Musa’nın bu ayrıntıyı gerçekleştirmesini anlatan ikinci ayet ise şöyledir:
“Ve Musa bir perdede elli düğüm yaptı…Ve karşısındaki ikinci perdede de elli düğüm yaptı… Düğümlerden her biri diğerine karşılık geliyordu!”
Böylece görüyoruz ki Torah’ta kabal kökünün orijinal anlamı, “birbirine uygun olma”, “karşılık gelme”, “birbirini tamamlama” ya da “birbirini bütünleme” kavramlarını belirtir. Torah’ta herhangi bir kelimenin kökünün ilk görünüşünün, onun kavramsal kökenini belirttiğini bu şekilde ortaya koymak, bize Kabala kelimesinin diğer yan anlamlarını da anlama konusunda ışık tutacaktır.
Eski Ahit’te, T-nrı (burada IHVH) ile Israel arasında (kabalistik açıdan ise T-nrı ile İnsanlık arasında) bir toplantı tentesi olan Çadır pek çok simetrik motifi ve “birbirine karşılık gelen” ya da “birbirine uygun” elemanı bir arada içerir. Bunlardan en önemlisi ise içte Kutsalların Kutsalı adı verilen bölümde yer alan Ahit Sandığı’nın üzerinde işlenmiş olan iki altın cherubim dir. Onların tasarımını ve yerleşimini dikte ettirirken T-nrı Musa’ya şöyle der: “…ve onların yüzleri, her biri diğerine bakacak biçimde…” (erkek kardeşine doğru bakan bir erkek gibi, karşılıklı gelecek biçimde). Her ne kadar kabal kökü burada İbranice yazıda görünmüyorsa da, Targum’un• Aramice tefsirinde bulunmaktadır.
“Erkek kardeşine doğru bakan bir erkek gibi” terimi cherubim’in erkek olduğunu belirtir gibi görünse de (cherubim kelimesinin tekili olan cherub gramer olarak da bir eril isimdir. Deyim erkek biçimde okunmalıdır) rabbinik kaynaklar onları (hayat arkadaşları sembolündeki gibi) T-nrı ile İnsanlık ilişkisinde olduğu gibi, erkek ve dişi olarak tasvir ederler. Kabala, Toplantı Çadırı’nın kendisinin de aslında bir evlilik çadırını temsil ettiğini öğretir. Yani T-nrı’nın sevgili halkı ile söyleşeceği bir yeri.

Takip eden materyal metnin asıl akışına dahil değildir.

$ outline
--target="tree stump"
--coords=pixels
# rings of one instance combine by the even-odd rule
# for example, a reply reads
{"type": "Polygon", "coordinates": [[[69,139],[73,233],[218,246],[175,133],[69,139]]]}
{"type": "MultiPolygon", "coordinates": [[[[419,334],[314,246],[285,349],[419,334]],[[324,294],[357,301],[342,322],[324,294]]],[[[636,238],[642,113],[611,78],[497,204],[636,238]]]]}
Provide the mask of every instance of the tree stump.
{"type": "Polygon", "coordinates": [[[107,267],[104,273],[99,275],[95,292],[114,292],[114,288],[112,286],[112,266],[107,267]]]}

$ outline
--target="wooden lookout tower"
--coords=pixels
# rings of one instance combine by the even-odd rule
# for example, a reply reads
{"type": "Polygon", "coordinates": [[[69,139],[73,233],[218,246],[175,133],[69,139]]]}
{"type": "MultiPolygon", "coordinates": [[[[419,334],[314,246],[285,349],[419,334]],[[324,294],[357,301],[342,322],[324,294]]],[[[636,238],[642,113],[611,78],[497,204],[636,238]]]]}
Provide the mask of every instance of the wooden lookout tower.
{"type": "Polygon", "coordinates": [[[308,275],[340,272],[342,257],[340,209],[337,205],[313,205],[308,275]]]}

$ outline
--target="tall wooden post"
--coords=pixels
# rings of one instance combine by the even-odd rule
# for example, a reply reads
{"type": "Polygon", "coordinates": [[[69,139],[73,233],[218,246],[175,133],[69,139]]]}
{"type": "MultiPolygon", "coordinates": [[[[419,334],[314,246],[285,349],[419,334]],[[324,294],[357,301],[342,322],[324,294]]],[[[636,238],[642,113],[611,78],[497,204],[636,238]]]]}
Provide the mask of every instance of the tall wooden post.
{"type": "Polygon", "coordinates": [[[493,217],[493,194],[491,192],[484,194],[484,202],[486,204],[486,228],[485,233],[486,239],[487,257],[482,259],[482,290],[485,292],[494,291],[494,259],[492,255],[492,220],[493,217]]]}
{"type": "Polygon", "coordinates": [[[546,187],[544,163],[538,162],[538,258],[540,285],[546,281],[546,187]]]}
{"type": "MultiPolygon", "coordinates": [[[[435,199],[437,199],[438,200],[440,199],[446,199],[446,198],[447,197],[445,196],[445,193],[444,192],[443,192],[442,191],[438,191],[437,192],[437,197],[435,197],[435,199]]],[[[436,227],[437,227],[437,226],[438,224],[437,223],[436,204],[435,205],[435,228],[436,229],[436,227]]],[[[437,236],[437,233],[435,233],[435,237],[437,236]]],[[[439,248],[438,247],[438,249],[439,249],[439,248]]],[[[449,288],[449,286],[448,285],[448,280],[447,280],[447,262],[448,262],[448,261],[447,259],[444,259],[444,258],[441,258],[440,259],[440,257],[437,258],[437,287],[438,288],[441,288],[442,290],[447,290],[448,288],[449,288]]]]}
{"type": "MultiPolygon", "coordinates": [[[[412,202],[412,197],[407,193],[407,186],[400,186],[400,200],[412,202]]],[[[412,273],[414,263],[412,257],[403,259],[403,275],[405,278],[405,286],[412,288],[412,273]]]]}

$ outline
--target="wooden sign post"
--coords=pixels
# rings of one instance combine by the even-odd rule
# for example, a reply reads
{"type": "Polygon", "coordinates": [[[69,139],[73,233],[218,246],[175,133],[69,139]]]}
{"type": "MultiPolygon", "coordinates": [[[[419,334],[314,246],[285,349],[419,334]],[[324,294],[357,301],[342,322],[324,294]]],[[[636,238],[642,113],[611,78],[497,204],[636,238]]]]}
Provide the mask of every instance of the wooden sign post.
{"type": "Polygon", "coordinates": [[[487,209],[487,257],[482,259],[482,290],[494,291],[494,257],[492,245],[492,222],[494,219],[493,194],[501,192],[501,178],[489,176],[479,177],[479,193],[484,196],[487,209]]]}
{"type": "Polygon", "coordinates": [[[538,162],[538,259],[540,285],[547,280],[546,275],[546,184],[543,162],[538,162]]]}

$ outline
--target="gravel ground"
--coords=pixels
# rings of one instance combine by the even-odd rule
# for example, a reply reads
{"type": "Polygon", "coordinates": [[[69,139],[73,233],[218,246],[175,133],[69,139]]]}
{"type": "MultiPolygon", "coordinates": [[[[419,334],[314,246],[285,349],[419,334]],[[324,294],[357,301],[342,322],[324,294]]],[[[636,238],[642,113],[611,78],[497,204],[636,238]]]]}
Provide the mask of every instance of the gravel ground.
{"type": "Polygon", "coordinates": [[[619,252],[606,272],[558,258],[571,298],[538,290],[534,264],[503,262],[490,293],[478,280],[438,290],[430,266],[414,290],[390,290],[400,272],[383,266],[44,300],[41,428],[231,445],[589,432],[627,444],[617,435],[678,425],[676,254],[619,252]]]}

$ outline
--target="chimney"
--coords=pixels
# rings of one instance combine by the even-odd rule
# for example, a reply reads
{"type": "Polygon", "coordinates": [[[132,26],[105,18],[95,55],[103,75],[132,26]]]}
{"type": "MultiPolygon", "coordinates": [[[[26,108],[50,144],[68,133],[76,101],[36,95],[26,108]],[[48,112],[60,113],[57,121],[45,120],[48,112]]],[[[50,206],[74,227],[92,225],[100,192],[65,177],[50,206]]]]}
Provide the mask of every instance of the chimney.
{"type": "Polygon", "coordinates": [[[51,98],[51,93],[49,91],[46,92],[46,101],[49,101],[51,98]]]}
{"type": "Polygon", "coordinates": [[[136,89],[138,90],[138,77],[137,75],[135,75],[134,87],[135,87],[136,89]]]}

Bu söyleşi Çıkış Kitabı’nın da söylediği gibi, “Ahit Sandığı’nın üzerinde bulunan cherubim’in arasından çıkan mesajlar biçiminde” gerçekleşir.
Kabal kökünün “alma” ya da “kabul etme” anlamı: Eski Ahit’in son bölümünde (Yazıtlar) kabal kökü en önemli ve büyük anlamına ulaşır. Bu bölümde tam on bir yerde görünür ve her zaman “alma/kabul etme” anlamındadır. Kelimenin bu anlamına ait ilk ayet ise Meseller Kitabı’nda karşımıza çıkar: “Fikirleri duy ve talimat al! Böylece işin sonunda bilge olabilirsin.”
Ayette görünen “duy!” ve “al!” talimatları arasında görünen bağlantı Kabala’da duyma duyusu ile ilişkilendirilen ve Tanrısal Işığın dişil yansıması olan Binah yani Anlayış kavramının önemini kastetmektedir. Anlayış ve duyma kavramları arasındaki ilişki ise Kabala’da anlayışın, içsel tefekkür yolu ile gerçek olanı gerçek olmayandan ayırt etmeye yardım etmesinde oynadığı rol üzerinden tarif edilir. Bu işlem de aynı duyma işleminde olduğu gibi belli bir duyarlılık gerektirir. Duyma kavramı öğretide her zaman dişil yan ile ilişkilendirilir. Çünkü duyma bir alma, özümleme işlemidir ve bu da dişil tarafın temel özelliği ve durumudur. Bunlar kabalistik düşünce tarafından aktarılan, çözümü zor ve çoğu zaman da anlaşılması güç tanrısal gerçekleri kavramak için gereken niteliklerdir. Kabala terimini “talimat alma” kavramına bağlayan ve Meseller’den alınan yukarıdaki ayet, kişiyi daha üst seviyede bir bilgeliği alma konusunda etkileyen ve buna teşvik eden önemli bir karakter özelliğine karşılık gelir. Hasidik kaynaklarda, “egonun yenilmesi” olarak tanımlanan ve Torah tarafından insanlığa aktarılan, “T-nrı’nın buyruklarının ya da talimatlarının isteyerek kabul edilmesi” kavramı, Tanrısal Bilgeliği içeren bir “kap” olabilme yolunda önceden sahip olunması gereken mutlak bir kavramdır. Ayette vurgulanan duyma ve kabul etme kavramlarının amacı, kişinin “kendi sonuna” geldiğinde bilge olabilmesidir.